Gunfire hits home of Canadian Sikh separatist, months after assassination sent Canada-India ties spiraling

Police officers stand guard as Pro-Khalistan supporters demonstrate in front of the Indian Consulate in Toronto, Ontario, in July 2023.

 

The home of a Canadian Sikh activist in Brampton, Ontario, was hit by gunfire on Monday, months after the assassination of another activist sent India-Canada relations into a spiral.

A bullet hole was discovered in the window of Inderjit Singh Gosal’s home on Monday by construction workers, according to local police and the US-based group Sikhs for Justice, a group Gosal had been working with that advocates for a separate Sikh homeland.

“It appears that only one bullet hole was found but that is subject to change,” Peel Regional Police wrote in a statement.

The police said an investigation was underway, adding that while it was “unknown at this time if there is any relation to the group Sikhs for Justice, investigators will consider all possibilities.”

Sikhs for Justice believes Gosal may have been targeted for his role in campaigning for the creation of a separate Sikh homeland out of India, which would be known as Khalistan and include parts of India’s Punjab state.

The group, which supports the creation of Khalistan, said in a statement that the bullet hole was found “days after Gosal announced the Khalistan Freedom Rally at the Indian Consulate Toronto on February 17.”

Campaigning for the creation of Khalistan has long been outlawed in India, where painful memories of a deadly insurgency by some Sikh separatists continue to haunt many Indian citizens. But it garners a level of public sympathy among some in the Sikh diaspora overseas, where protected by free speech laws, activists can more openly advocate for secession from India.

The bullet hole in Gosal's home in Brampton, Ontario.

The movement gained international prominence when Canadian Prime Minister Justin Trudeau claimed in September he had credible information linking the Indian government to the killing of prominent Sikh leader and Khalistan supporter Hardeep Singh Nijjar. The Canadian citizen was gunned down by masked men last June outside a Sikh temple in British Colombia.

The allegation outraged India, which has vehemently denied the claim, calling it “absurd and motivated.” The diplomatic fallout saw tit-for-tat expulsions of senior diplomats from both countries.

Weeks later, the United States accused an Indian government official of being involved in a conspiracy to kill another Sikh separatist, American citizen Gurpatwant Singh Pannun, on  US soil.

Gosal – the man whose house was hit by gunfire in Ontario – is a close aide to Pannun, who is the chief legal counsel of Sikhs for Justice and is considered a terrorist by the Indian government.

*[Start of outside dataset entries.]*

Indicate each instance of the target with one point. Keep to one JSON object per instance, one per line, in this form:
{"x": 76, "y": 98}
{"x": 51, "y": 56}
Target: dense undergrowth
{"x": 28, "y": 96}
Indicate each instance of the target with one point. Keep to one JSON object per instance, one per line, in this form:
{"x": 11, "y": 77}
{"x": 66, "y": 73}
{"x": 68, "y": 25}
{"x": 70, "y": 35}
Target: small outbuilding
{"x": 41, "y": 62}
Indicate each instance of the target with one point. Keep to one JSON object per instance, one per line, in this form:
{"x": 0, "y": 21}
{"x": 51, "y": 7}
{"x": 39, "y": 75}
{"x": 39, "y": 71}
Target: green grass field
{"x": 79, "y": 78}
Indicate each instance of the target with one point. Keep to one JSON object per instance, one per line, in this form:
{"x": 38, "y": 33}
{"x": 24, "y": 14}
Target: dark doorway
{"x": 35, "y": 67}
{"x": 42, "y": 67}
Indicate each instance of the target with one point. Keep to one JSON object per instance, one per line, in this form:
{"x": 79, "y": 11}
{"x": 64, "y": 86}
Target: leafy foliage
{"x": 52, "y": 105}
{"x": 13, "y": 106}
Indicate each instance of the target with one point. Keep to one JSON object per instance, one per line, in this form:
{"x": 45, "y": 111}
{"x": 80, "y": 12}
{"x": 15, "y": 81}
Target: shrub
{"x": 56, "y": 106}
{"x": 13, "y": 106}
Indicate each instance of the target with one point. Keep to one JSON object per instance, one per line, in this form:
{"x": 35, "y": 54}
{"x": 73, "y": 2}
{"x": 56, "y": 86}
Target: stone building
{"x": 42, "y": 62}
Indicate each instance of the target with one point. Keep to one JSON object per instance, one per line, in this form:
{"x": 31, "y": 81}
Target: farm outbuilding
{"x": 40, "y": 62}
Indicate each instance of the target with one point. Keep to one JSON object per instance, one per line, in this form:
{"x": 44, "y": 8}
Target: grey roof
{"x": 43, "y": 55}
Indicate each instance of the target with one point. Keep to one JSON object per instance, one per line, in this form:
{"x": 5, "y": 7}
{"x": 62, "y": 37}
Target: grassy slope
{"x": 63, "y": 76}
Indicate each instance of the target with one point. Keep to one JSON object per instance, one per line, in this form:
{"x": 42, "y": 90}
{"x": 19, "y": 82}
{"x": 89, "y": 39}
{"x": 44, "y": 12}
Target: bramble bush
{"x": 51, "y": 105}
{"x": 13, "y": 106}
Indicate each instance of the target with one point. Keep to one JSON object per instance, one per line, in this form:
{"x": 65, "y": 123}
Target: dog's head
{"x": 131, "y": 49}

A US indictment unsealed in November accused an Indian national, Nikhil Gupta, of trying to kill Pannun. US prosecutors say Gupta was acting on orders from an unnamed Indian government official. India’s government has denied any involvement in the alleged plot to kill Pannun.

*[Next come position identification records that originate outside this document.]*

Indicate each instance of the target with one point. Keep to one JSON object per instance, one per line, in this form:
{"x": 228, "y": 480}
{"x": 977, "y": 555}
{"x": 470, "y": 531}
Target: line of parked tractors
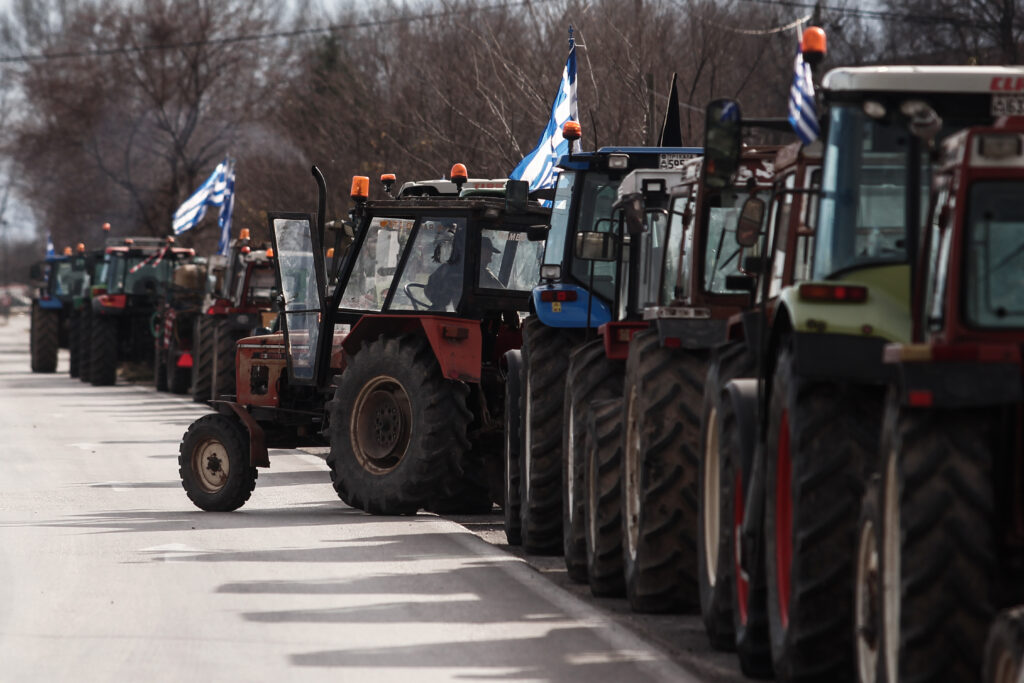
{"x": 779, "y": 385}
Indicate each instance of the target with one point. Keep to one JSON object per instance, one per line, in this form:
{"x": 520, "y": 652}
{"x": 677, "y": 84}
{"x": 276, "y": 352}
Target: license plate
{"x": 1007, "y": 104}
{"x": 674, "y": 161}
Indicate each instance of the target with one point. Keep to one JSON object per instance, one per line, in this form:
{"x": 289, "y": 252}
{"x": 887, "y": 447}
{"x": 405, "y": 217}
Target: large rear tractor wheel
{"x": 662, "y": 419}
{"x": 202, "y": 372}
{"x": 85, "y": 344}
{"x": 513, "y": 432}
{"x": 74, "y": 346}
{"x": 938, "y": 545}
{"x": 546, "y": 359}
{"x": 44, "y": 339}
{"x": 398, "y": 428}
{"x": 592, "y": 376}
{"x": 822, "y": 437}
{"x": 714, "y": 531}
{"x": 603, "y": 511}
{"x": 103, "y": 350}
{"x": 1005, "y": 648}
{"x": 213, "y": 463}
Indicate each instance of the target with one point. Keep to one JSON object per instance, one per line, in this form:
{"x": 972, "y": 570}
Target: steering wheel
{"x": 417, "y": 304}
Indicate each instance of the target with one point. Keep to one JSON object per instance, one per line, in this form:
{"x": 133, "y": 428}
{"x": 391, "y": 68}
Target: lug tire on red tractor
{"x": 177, "y": 378}
{"x": 159, "y": 367}
{"x": 822, "y": 437}
{"x": 224, "y": 346}
{"x": 749, "y": 592}
{"x": 213, "y": 464}
{"x": 513, "y": 394}
{"x": 44, "y": 338}
{"x": 398, "y": 428}
{"x": 664, "y": 391}
{"x": 103, "y": 350}
{"x": 592, "y": 376}
{"x": 202, "y": 371}
{"x": 603, "y": 517}
{"x": 1005, "y": 648}
{"x": 84, "y": 343}
{"x": 546, "y": 359}
{"x": 714, "y": 532}
{"x": 74, "y": 352}
{"x": 938, "y": 544}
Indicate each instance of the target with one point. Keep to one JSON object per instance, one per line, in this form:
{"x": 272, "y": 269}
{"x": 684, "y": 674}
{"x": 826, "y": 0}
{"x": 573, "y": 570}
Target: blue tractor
{"x": 574, "y": 296}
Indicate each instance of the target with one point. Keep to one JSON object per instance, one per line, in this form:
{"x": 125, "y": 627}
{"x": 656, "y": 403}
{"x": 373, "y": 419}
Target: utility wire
{"x": 337, "y": 28}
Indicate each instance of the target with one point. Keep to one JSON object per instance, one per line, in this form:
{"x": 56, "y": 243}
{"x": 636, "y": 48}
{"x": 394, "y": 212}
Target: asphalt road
{"x": 108, "y": 572}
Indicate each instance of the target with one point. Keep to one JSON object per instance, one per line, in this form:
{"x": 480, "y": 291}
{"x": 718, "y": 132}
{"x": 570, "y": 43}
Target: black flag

Just one day after Nijjar was killed in Canada, US prosecutors say Gupta allegedly told an undercover law enforcement official posing as a hitman that Nijjar had also been one of his targets and that “we have so many targets.”

Following the discovery of the bullet hole in his window, Gosal said in a statement shared by Sikhs for Justice, “No amount of threats and violence can stop me from advocating for the liberation of Punjab from Indian occupation.”